Taxpayer-funded protests
Author:
Victor Vrsnik
2002/06/26
If Canadians suspect that the anti-globalization protesters in Calgary to protest the G-8 summit were: misinformed, would cut third-world countries off at the knees, limit the ability of the poor to improve their lot, and that the anti-free trade movement is merely hard-left socialism dressed up in drag, the hunch is largely correct. With apologies to Churchill, never have so many protested so often for so wrong a method to relieve poverty around the world. Access to rich countries' markets will lift the poor into better conditions; in contrast, an expansion of protectionist policy under any guise will only guarantee more misery.
But if most Canadians assume as much, they are likely unaware that much of the anti-globalization fervour is taxpayer-funded, either indirectly or directly. There were plenty of government-funded activists in Calgary but before reviewing the usual suspects there, consider how taxpayers have unwittingly helped fund past protests. Remember the 1999 "battle in Seattle " The British Columbia Teachers Federation sent 100 union activists to that melee. That union's take from taxpayers over the past decade was $4.6 million in grants and contributions from the B.C. government. And then there was Quebec City. There, anti-free trade activists were given cash directly: $300,000 by the federal government to hold their own so-called "People's Summit." And Quebec kicked in another $200,000.
As for the latest alternative summit in Calgary, sponsors there included the Canadian Labour Congress, a recipient of $168,500 from the federal departments of Multiculturalism and Environment. (And the CLC's advice to politicians Re-ignite inflation, an insane suggestion since inflation erodes wages and savings, which hurts the poor and middle income earners more than anyone.)
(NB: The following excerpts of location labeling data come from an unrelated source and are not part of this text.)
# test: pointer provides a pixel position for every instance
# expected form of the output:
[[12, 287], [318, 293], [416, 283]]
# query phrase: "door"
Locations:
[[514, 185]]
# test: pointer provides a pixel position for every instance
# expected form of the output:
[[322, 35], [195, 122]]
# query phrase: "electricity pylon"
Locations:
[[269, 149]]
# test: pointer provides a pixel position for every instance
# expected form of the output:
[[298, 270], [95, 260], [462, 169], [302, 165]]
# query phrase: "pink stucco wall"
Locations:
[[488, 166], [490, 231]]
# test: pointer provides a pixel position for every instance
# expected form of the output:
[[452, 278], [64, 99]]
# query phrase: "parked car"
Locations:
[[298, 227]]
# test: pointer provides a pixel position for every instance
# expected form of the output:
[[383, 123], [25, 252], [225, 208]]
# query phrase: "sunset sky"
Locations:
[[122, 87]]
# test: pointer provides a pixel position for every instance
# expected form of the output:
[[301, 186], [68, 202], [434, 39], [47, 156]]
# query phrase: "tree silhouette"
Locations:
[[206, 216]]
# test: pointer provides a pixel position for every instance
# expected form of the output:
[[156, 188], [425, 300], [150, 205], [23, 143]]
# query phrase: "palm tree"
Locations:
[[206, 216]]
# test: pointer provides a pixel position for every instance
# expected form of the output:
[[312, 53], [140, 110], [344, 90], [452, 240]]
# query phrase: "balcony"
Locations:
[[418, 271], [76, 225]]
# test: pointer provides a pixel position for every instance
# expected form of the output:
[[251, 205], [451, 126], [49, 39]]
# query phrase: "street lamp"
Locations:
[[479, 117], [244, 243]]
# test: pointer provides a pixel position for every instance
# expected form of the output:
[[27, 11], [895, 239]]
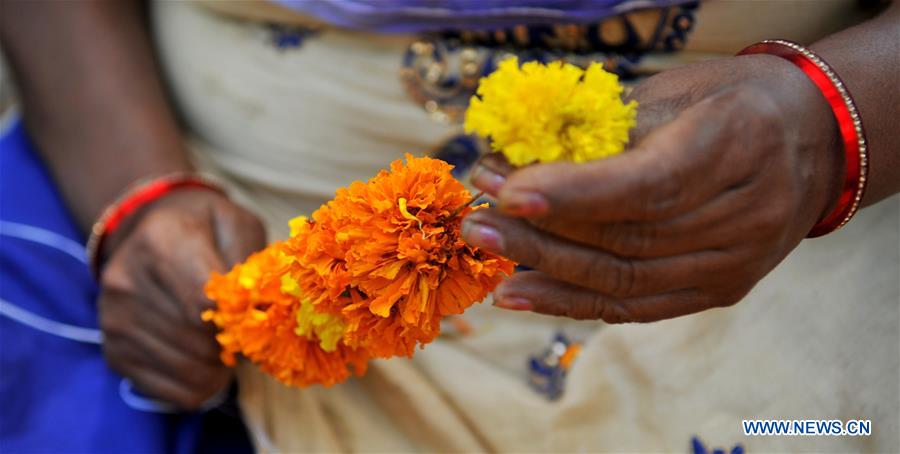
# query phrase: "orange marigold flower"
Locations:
[[388, 256], [258, 313]]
Also in Calgary and perennially at the trough were two well-known champagne socialists. Svend Robinson, who, when not jetting off to hang out with Palestinian terrorists, garners $131,400 from taxpayers every year in his part-time job as a Member of Parliament. Stephen Lewis, a careerist politician as an Ontario New Democrat in the 1960s and 1970s, appointed to the United Nations in the 1980s and still at the taxpayer-funded U.N. showed up to bash capitalists who, incidentally, have supported him his entire life. Also present was Matthew Coon Come, chief of the Assembly of First Nations. His group annoyed the federal government by bashing reforms to the Indian Act so AFN funding has been cut in half, but Mr. Coon Come and his lobbyists will still rake in $10 million this year.
On the environment side, the Canadian Environmental Network, whose website advertised to help protesters deliver their message to the "corporate media," took in $481,250 in 2001 from the federal government. The Sierra Club sent a representative to speak at the alternative summit; their B.C. and Alberta branches received at least $94,026 in federal Environment grants and contributions last year. And the Alberta-based Pembina Institute That environmental lobby took in $101,250 from Ottawa in 2001.
If course, the unions, environmentalists, and left-wing politicians will argue that no indirect taxpayer cash goes to their anti-globalization fiestas. Nonsense. When governments give money to such organizations, taxpayers finance the agenda of groups whose protest abilities would be restricted to what they could raise from donations or dues. Granted that politicians such as Robinson and Lewis will spend their political travel budgets as they like, but surely, taxpayers should not be forced to fund a dime of any lobby group's political activity. If environmental groups, teacher's unions or others want to mistakenly protest free trade, an activity which - unlike the protests - has been of immense help to the world's poor, they should pay their own way, not snatch cash from taxpayers unaware that their pockets have been picked.